CH94700 - Penalties for VAT and Excise Wrongdoing: Calculating the penalty: Reducing the penalty: Determining unprompted or prompted disclosure

Whether a disclosure is unprompted or prompted is an objective test. It is not what the person believed but what the particular facts and circumstances gave him reason to believe.

A national campaign highlighting an activity on which HMRC will be concentrating would not stop a disclosure from being unprompted. However a disclosure would be prompted if a person made the disclosure after we had

  • asked them about the activities to which the wrongdoing is related, or
  • arranged to visit their premises to explore the risks identified.

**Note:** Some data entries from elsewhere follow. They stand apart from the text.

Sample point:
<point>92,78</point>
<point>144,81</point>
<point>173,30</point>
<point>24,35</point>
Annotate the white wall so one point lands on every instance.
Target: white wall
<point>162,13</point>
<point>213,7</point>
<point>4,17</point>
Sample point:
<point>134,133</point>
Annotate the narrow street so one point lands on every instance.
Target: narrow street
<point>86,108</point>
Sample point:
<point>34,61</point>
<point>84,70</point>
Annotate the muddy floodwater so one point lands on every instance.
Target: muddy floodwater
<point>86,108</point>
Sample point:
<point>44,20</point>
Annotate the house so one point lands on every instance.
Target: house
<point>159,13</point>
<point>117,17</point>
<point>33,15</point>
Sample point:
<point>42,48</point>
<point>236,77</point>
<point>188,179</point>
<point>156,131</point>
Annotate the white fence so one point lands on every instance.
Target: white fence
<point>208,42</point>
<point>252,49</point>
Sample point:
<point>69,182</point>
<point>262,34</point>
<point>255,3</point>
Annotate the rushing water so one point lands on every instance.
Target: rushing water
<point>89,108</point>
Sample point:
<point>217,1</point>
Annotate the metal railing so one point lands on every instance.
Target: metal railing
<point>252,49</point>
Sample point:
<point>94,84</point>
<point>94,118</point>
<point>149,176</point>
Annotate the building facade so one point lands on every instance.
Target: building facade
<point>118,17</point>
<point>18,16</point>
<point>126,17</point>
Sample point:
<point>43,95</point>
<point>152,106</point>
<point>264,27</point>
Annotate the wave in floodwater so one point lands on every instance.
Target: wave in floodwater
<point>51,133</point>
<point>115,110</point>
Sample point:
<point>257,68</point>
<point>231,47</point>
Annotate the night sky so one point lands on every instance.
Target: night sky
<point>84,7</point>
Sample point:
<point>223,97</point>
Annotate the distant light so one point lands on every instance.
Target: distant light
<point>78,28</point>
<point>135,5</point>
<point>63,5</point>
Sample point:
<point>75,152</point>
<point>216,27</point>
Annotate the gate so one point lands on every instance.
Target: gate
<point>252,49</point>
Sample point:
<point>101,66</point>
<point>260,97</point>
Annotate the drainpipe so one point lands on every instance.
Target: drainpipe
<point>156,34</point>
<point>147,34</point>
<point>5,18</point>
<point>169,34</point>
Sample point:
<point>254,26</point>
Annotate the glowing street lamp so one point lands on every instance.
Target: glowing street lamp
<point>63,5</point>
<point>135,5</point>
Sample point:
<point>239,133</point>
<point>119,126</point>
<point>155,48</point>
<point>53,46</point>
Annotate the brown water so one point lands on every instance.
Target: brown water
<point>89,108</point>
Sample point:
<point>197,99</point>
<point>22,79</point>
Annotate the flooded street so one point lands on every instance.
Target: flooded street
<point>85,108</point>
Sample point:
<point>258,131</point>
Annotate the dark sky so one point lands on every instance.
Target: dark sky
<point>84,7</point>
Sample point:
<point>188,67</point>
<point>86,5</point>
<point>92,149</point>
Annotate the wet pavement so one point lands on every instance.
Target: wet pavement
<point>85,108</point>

It will be exceptional for a disclosure to be unprompted if a compliance check is in progress. It will be unprompted only if the disclosure is about something the assurance officer has not discovered or is not about to discover.

During a compliance check (for example, a VAT or excise assurance visit) if a disclosure is related to the subject matter being reviewed then it will be considered to be a related disclosure and therefore prompted.

Some companies will be in continuous dialogue to share a Risk Profile with HMRC. A disclosure can be unprompted if it relates to

  • an area of risk identified by the company, or
  • an area identified as part of risk profile discussions that is not yet the subject of a specific enquiry.

A person is only able to disclose something they know is wrong. They may be genuinely unaware that they have done anything wrong.

However if the person has been careless, for example by not taking advice when they should have, then on challenge the disclosure cannot be unprompted.

For practical examples of unprompted or prompted disclosure, see CH94750.